Anne and her father and mother as characterized in this act, with relation to the suitors.
QUERIES FOR DISCUSSION
Is Anne the only character one can thoroughly sympathize with?
Are the situations such as owe their fun largely to coincidence, like those in the “Comedie of Errors,” or to a teeming variousness in the human naturalness of all the characters?
THE STORY OF ACT IV
FORD’S ENLIGHTENMENT
Why is the Old Woman of Brentford trick a climax upon that of the Buckbasket?
Falstaffe’s wish that all the world might be cheated is true to the method of the Play. Show in exemplification of this, how a fourth intrigue grows out of the third, and is introduced as late as this fourth Act. How is the joke of the Host against Dr. Caius and Sir Hugh Evans avenged? Is this reference to the “three Cozen Jermans” that are said to run away with the Host’s horses, liklier to be an allusion seriously made to a real event or to make use of it as an entirely fictitious intrigue and practical joke in the Play? Is this mock happening such as could be clear by the method of enacting it and one entirely consonant with this Comedy as a farce-mosaic of laughable tricks? (See pp. 120-121, 179-180, also Note on IV. iii. 6). Discuss probabilities.
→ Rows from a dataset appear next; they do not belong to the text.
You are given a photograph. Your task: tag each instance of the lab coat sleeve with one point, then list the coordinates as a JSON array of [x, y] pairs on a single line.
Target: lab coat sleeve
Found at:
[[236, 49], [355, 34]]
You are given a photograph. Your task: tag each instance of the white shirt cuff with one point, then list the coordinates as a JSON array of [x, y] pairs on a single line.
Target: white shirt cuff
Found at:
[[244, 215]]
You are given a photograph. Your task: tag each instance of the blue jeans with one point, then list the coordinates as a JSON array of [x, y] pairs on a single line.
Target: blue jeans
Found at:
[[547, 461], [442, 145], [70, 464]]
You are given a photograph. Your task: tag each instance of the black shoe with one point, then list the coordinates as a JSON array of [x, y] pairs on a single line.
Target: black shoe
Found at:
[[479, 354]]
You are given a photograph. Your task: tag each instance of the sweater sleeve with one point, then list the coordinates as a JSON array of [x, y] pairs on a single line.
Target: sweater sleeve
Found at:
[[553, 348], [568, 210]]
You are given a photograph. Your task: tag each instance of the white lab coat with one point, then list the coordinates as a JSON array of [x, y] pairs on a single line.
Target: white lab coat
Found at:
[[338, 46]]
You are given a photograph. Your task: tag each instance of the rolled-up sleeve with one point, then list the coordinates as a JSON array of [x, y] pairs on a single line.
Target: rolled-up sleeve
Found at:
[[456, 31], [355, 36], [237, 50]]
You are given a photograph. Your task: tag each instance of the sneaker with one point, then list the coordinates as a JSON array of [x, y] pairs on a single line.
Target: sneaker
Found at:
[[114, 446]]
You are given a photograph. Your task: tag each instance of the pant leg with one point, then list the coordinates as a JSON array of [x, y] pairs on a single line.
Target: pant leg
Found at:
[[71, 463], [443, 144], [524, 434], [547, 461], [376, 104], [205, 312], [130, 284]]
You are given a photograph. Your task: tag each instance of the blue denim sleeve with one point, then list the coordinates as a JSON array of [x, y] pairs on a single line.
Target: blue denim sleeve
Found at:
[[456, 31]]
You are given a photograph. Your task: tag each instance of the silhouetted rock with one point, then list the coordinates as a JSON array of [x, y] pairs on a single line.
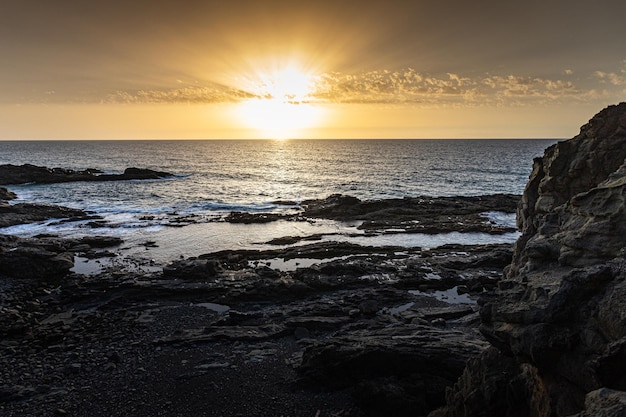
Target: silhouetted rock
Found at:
[[6, 194], [33, 259], [559, 316], [22, 213], [27, 173]]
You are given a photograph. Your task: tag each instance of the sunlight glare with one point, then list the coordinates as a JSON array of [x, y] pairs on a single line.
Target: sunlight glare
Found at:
[[283, 105]]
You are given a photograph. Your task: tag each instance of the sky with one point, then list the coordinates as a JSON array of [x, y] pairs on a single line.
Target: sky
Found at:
[[191, 69]]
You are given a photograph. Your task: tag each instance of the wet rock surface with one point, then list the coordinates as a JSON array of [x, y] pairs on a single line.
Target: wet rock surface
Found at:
[[558, 318], [226, 335]]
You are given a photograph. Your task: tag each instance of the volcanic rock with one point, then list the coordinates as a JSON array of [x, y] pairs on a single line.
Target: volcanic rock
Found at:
[[6, 194], [27, 173], [559, 316]]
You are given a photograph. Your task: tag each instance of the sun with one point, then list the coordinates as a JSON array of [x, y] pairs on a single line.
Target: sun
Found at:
[[283, 106]]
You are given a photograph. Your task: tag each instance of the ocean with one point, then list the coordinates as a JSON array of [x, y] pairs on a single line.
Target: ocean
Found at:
[[180, 216]]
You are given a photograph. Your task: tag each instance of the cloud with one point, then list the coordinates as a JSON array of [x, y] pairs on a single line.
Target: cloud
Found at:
[[404, 86], [614, 78], [409, 86], [191, 95]]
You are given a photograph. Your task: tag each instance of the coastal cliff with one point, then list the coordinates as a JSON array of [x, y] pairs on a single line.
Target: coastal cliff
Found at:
[[557, 321]]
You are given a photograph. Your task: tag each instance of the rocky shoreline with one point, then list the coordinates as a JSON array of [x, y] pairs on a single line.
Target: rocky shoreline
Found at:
[[477, 330]]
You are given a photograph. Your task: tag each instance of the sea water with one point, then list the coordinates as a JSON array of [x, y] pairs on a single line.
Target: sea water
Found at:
[[213, 178]]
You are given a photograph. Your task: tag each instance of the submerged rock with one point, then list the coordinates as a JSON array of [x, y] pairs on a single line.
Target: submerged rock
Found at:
[[559, 316], [6, 194], [21, 174]]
The turn taken in the plot: Show how all combine against Falstaffe; also the place of this intrigue in making material for Act V.
QUERIES FOR DISCUSSION
Has the “Merry Wives” any serious or tragic moments such as belong usually to Shakespeare’s Comedies?
Compare the jealousy of Ford with the jealousy of Adriana in the “Comedie of Errors.” Which exemplifies the riper treatment and why?
THE STORY OF ACT V
THE DEFEAT OF MERCENARY LOVEMAKING
Make clear the ins and outs of the Fairy trap, first for its actors, then for the dupes? Can the apparent inconsistencies in the wearing of green or white and the mention of “Quickly” for “Queene” be accounted for on the supposition that everybody is deceived except Nan and Fenton? (See Notes on V. v. 421, 205-209).
The compliments to Queen Elizabeth in the Play: What are they and how is their appropriateness to the Plot made good?
Consider the “humors” of the Welsh and French speeches and episodes as exploitations and developments of the similar humors of Fluellen and the Frenchmen of “Henry V.”
The fairy scenes and effects of this Play compared with those of the wedding night feast at the end of “A Midsommer Nights Dreame.”
What indications are there in the Falstaffe of “Henry IV.” that he is superficially affected by the Puritanism about him? Is he any more deeply affected by it in the present Play? What is the difference in his appearance in this Play with respect to Puritanic morals: Is he more affected by them, at the last, when he is so grossly their victim, or have they grown, and put him out of date in England except as an atavism?